Total Computational Resources Supported

Cluster Cores CPU Memory CPU TFLOPs GPUs CUDA Cores GPU Memory GPU TFLOPS
Maia 32 128 0.640
Monocacy 128 512 2.662
Unnamed 320 1280 6.656
Baltrusaitislab 96 384 1.766
Pisces 120 384 4.416 12 29952 144 17.472
Sol 1552 8064 65.965 68 174080 544 17.476
Total 2248 10752 82.106 80 204032 688 34.948

Accessing Research Computing Resources

  • Sol & Faculty Clusters: accessible using ssh while on Lehigh's network
    • ssh username@clustername.cc.lehigh.edu
  • Maia: No direct access to Maia, instead login to Polaris
    • ssh username@polaris.cc.lehigh.edu
    • Polaris is a gateway that also hosts the batch scheduler for Maia
    • No computing software including compilers is available on Polaris
    • Login to Polaris and request computing time on Maia including interactive access
      • On Polaris, run the maiashell command to get interactive access to Maia for 15 minutes.
  • If you are not on Lehigh's network, login to the ssh gateway to get to Research Computing resources
    • ssh username@ssh.cc.lehigh.edu

Available Software

  • Commercial, Free and Open source software is installed on
    • Maia: /zhome/Apps
    • Sol: /share/Apps
  • Software is managed using module environment
    • Why?

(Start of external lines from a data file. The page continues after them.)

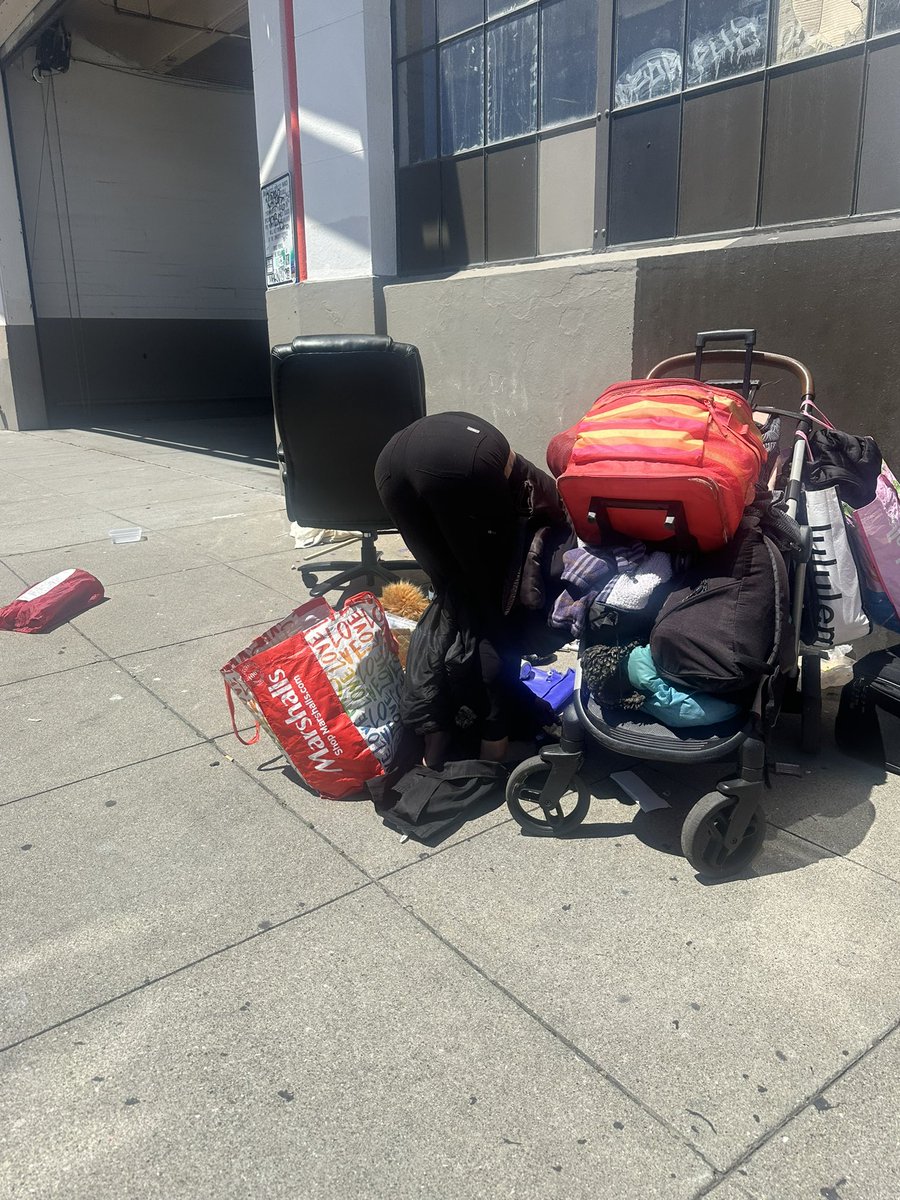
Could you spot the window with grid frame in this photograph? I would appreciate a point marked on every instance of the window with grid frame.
(517, 121)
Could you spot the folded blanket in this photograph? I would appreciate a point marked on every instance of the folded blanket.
(635, 591)
(676, 708)
(623, 576)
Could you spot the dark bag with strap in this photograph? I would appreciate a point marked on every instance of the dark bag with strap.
(868, 724)
(426, 803)
(717, 633)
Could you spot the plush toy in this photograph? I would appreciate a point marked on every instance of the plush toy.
(405, 599)
(605, 670)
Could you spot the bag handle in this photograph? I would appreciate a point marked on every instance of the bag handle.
(234, 720)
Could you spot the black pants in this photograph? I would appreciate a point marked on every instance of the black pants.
(443, 480)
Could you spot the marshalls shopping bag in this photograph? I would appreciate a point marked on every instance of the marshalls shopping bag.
(325, 685)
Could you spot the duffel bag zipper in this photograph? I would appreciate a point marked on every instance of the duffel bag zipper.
(714, 489)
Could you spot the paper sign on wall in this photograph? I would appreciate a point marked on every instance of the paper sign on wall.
(279, 232)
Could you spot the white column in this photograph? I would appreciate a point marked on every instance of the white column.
(22, 403)
(343, 64)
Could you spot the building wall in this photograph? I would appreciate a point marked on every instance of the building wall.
(142, 215)
(532, 346)
(527, 347)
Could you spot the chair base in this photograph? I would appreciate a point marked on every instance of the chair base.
(369, 569)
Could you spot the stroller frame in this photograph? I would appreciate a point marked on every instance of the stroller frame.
(724, 829)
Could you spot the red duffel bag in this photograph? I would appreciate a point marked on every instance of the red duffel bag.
(660, 460)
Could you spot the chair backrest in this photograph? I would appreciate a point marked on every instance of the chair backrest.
(339, 400)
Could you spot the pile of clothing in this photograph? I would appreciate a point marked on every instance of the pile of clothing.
(625, 576)
(685, 645)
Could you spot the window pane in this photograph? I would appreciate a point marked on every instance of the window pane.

We may have different versions of same software or software built with different compilers
    • Module environment allows you to dynamically change your *nix environment based on software being used
    • Standard on many University and national High Performance Computing resource since circa 2011
  • How to use Sol/Maia Software on your linux workstation
  • LTS provides licensed and open source software for Windows, Mac and Linux and Gogs, a self hosted Git Service or Github clone

Module Command

Command Description
module avail show list of software available on resource
module load abc add software abc to your environment (modify your PATH, LD_LIBRARY_PATH etc as needed)
module unload abc remove abc from your environment
module swap abc1 abc2 swap abc1 with abc2 in your environment
module purge remove all modules from your environment
module show abc display what variables are added or modified in your environment
module help abc display help message for the module abc
  • Users who prefer not to use the module environment will need to modify their .bashrc or .tcshrc files. Run module show for list variables that need modified, appended or prepended

Compilers

  • Various versions of compilers installed on Sol
  • Open Source: GNU Compiler (also called gcc even though gcc is the c compiler)
    • 4.8.5 (system default), 5.3.0, 6.1.0 and 7.1.0
  • Commercial: Only two seats of each
    • Intel Compiler: 16.0.3, 17.0.0 and 17.0.3
    • Portland Group or PGI: 16.5, 16.10, 17.4 and 17.7
  • We are licensed to install any available version
  • On Sol, all except gcc 4.8.5 are available via the module environment
Language GNU Intel PGI
Fortran gfortran ifort pgfortran
C gcc icc pgcc
C++ g++ icpc pgc++

Compiling Code

  • Usage: <compiler> <options> <source code>
  • Example:
    • ifort -o saxpyf saxpy.f90
    • gcc -o saxpyc saxpy.c
  • Common Compiler options or flags
    • -o myexec: compile code and create an executable myexec. If this option is not given, then a default a.out is created.
    • -l{libname}: link compiled code to a library called libname. e.g. to use lapack libraries, add -llapack as a compiler flag.
    • -L{directory path}: directory to search for libraries. e.g. -L/usr/lib64 -llapack will search for lapack libraries in /usr/lib64.
    • -I{directory path}: directory to search for include files and fortran modules.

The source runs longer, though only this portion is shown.